The idea of storytelling weaves throughout the musical, in numerous references including the show’s tagline: “Who lives, who dies, who tells your story”. Miranda seeds it here, though, in the very five minutes (The opening number runs about 4:25, and then the very first bars of “Aaron Burr, Sir” give us one last crucial bit of information: the year our story begins, 1776). Miranda is, like Shakespeare, cluing us in to something important — about self-determination, about choosing your narrative, about trying to control the story of your life.
Obviously not every play or musical falls into this pattern, and even fewer TV shows and movies do, but it makes me think, broadly, of how storytellers introduce information. How do they give us the background we need? How do they let the audience know what to expect?
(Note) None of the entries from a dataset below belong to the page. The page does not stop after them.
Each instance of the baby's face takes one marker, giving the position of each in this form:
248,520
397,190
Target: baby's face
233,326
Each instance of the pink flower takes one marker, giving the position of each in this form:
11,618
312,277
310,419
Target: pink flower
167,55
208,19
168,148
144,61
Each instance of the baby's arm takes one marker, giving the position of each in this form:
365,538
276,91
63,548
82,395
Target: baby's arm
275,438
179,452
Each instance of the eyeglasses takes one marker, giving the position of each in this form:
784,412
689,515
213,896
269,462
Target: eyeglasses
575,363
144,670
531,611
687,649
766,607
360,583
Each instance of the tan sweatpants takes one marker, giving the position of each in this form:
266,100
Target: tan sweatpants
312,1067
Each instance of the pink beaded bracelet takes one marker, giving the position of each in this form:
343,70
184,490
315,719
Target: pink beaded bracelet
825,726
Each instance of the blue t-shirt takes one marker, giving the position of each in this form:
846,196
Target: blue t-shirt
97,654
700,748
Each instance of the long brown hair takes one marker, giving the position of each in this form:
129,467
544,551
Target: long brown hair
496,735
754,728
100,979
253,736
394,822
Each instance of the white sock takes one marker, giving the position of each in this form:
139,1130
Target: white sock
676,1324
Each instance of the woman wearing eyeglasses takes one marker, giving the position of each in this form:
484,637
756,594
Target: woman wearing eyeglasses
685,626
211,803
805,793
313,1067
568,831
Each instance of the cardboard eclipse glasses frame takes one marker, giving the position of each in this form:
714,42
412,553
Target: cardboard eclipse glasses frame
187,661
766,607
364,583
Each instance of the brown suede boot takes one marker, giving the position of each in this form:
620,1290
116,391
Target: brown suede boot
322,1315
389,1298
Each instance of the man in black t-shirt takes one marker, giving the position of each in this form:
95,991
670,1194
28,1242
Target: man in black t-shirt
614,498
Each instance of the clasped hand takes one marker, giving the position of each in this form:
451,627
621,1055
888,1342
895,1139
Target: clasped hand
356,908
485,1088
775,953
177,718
How and when might they subvert those expectations?
–Cass Morris
Academic Resources Manager
PS: Don’t worry, rhetoric geeks! I’m still working on some Shakespeare-to-Hamilton comparisons.
PPS: Also on posts about parallels regarding final lines, parodies, meta-theatre, doubling, costuming, and many more things. The more I explore this, the more solidly convinced I become that Lin-Manuel is one of our modern Shakespeares. Not an exaggeration. Just my analysis of how each writer uses his space, his actors, his audience, and above all, his language.